New research has discovered that a fundamental nutrient found in cells is key to maintaining the body’s cancer-destroying immune response. The discovery may lead to more effective ways of treating the disease.
The adaptive immune system, also called acquired immunity, uses specific antigens to mount a strategic immune response. Unlike the innate immune system, which attacks based on identifying general threats, adaptive immunity is activated by exposure to invaders such as cancer, and uses immunological memory to learn about the threat and respond accordingly.
Some cancer cells are able to evade the body’s adaptive immune response, particularly cancer-killing T cells, although the mechanisms underpinning the process are poorly understood. What is known is that dendritic cells (DCs) are a unique system of cells that ‘turn on’ T cells, priming them to fight cancer.
New research by St Jude Children’s Research Hospital has looked closely at how cancer cells and DCs interact and discovered that a fundamental energy-producing nutrient plays a key role in maintaining the immune system’s ability to destroy tumors.
The nutrient in question is glutamine. Glutamine performs many functions in the body, but one of its more important ones is providing fuel for immune cells. It’s consumed in high amounts by these cells and by cells undergoing rapid division, such as cancer cells.
The researchers found that within the microenvironment of the tumor, immune cells and cancer cells competed for glutamine. If it’s monopolized by cancer cells, less glutamine is left over for the DCs, meaning they may not have the energy needed to rally T cells to attack the tumor.

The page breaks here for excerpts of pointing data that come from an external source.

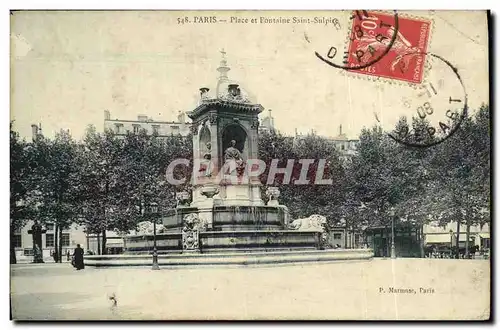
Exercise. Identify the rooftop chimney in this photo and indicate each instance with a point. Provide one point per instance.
(34, 131)
(180, 117)
(142, 118)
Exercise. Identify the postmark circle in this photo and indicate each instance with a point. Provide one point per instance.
(369, 37)
(445, 119)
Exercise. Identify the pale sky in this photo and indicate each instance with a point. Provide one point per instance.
(68, 67)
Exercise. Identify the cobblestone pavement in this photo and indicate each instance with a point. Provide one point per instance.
(337, 290)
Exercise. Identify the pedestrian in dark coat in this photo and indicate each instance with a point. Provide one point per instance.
(78, 258)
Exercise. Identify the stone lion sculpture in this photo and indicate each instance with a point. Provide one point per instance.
(314, 222)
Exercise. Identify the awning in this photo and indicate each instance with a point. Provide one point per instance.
(437, 238)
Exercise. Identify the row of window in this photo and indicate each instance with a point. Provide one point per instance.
(137, 128)
(49, 240)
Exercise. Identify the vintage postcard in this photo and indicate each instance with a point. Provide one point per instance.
(250, 165)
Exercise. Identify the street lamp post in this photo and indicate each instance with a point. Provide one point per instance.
(393, 247)
(154, 211)
(451, 243)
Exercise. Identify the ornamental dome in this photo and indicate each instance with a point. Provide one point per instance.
(226, 89)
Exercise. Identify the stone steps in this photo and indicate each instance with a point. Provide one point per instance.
(230, 258)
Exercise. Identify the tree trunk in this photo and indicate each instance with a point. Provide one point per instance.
(104, 242)
(56, 242)
(422, 239)
(98, 244)
(59, 254)
(13, 259)
(467, 237)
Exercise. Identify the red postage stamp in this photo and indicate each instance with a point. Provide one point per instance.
(372, 33)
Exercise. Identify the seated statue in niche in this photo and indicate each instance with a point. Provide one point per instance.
(207, 160)
(232, 154)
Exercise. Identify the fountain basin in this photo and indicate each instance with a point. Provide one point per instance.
(215, 241)
(232, 217)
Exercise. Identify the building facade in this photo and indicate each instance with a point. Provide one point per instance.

“It’s a nutrient tug-of-war between tumor cells and immune cells,” said Hongbo Chi, corresponding author of the study. “If tumor cells use all the available glutamine, then a specialized immune cell type known as the dendritic cell is starved of glutamine, leading to impaired anti-tumor immune function. But if we can supplement enough glutamine to the tumor microenvironment, that will inhibit tumor growth because dendritic cells will use it and activate the adaptive immune response.”
The researchers found that supplementing glutamine into the tumor microenvironment improved the DCs’ ability to activate T cells and severely reduced tumor growth. This study is the first to identify a nutrient as a major signal between cancer cells and DCs in the tumor microenvironment.

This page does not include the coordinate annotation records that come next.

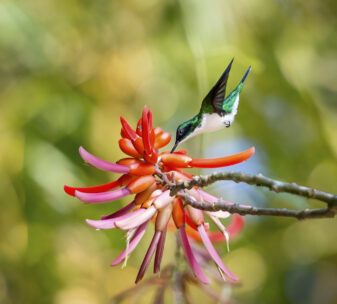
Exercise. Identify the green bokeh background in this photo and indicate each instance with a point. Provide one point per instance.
(69, 69)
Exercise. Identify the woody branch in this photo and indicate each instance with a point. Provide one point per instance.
(260, 181)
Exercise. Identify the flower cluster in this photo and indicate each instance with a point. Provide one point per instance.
(148, 174)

“Even though T cells are the cornerstone for anti-cancer immunity, they cannot do the job by themselves,” said Chi. “We can think of dendritic cells as the driver and the T cell as the car. If you do not have a driver, the car will not move. Moreover, nutrients like glutamine serve as the license for the driver.”
The researchers say their discovery could improve current cancer treatments.

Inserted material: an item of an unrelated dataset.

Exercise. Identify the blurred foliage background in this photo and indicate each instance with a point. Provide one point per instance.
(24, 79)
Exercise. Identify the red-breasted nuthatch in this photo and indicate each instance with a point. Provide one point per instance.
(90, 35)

“We are very excited to establish the link between glutamine, therapeutic effect and dendritic cells,” said Chuansheng Guo, lead author of the study. “It’s critical for the efficacy of immune checkpoint blockade and adoptive cell transfer therapy.”
The immune system distinguishes between normal cells and cancer cells by using ‘checkpoint’ proteins on immune cells. The checkpoints act like a switch that needs to be turned on to start an immune response. Cancer cells can use checkpoints to send deceptive signals, telling T cells that they’re not harmful, and immune checkpoint blockers stop the cancer cells from doing this. In adoptive cell transfer, T cells, either from the patient or another individual, are given to a patient to help their body fight diseases such as cancer.
The study also found that two proteins, FLCN and SLC38A2, respond to or take up glutamine in DCs and that, when removed, the anti-tumor effect of glutamine supplementation was eliminated. The researchers say these proteins could be potential drug targets.
“This paper provides a proof of concept that nutrients could act synergistically with checkpoint inhibitors for tumor treatment as a new strategy for combination therapy,” Chi said.
The study was published in the journal Nature.